The education allowance under the public expenditure survey was good. The settlement for education gives an uplift of 3.5 per cent. and is still in real terms a plus of 0.7 per cent. Resources for schools are up almost 2 per cent. in real terms. The sooner we can take the costs of fighting terrorism totally off the agenda the more we can spend on the important matters of education, health and training. In the education and training areas we are already spending funds that were released from security forces' overtime. We should like to see it possible to take much more out of the security area to invest in the future of our people.

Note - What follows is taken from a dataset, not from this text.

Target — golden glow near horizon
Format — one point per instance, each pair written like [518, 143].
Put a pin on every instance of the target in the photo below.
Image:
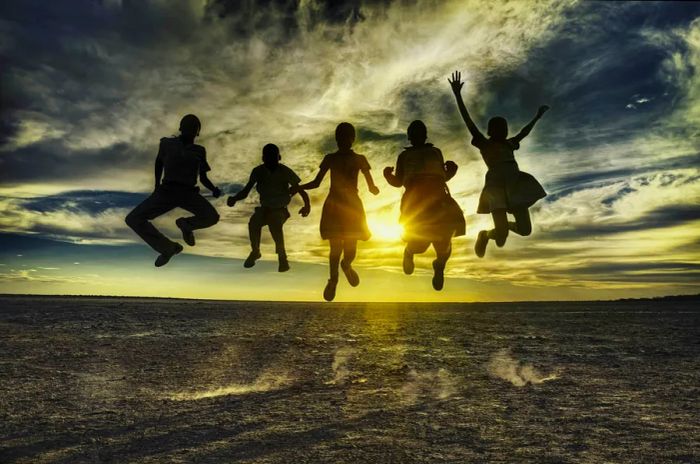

The noble Lord, Lord Williams, asked about the volume of appeals we would expect in Northern Ireland. The record is extremely low compared with the number of appeals in England and Wales. For example, last year there were only four such appeals and the maximum number in any recent year has been 15. That compares with more than 1,000 appeals registered during the first year of operation of the tribunal for England and Wales. Our most generous estimate is that the appeal number in Northern Ireland may increase to some 50 a year under the new legislation because it rightly draws attention to rights which are available to parents. We believe that no problems are likely to arise in funding the tribunal at this level of operation. I assure the noble Lord that it is something of which we have been conscious. In bringing forward legislation later we can learn from practice here. We will be well able to protect the need to deal with them.
The noble Lord, Lord Holme, asked about individual appeals and precedents. The essential purpose of the special educational needs tribunal is to determine individual appeals made by parents, not to establish precedents for use by boards. However, boards will take account of the tribunal's decisions in so far as these may affect and inform future decisions in similar cases. I shall ensure that my honourable friend takes note of the noble Lord's remarks. The consultation process required by Article 5(2) of the order will include all bodies, groups and individuals with an interest in special educational needs in Northern Ireland. We would find it difficult not to take those needs into account.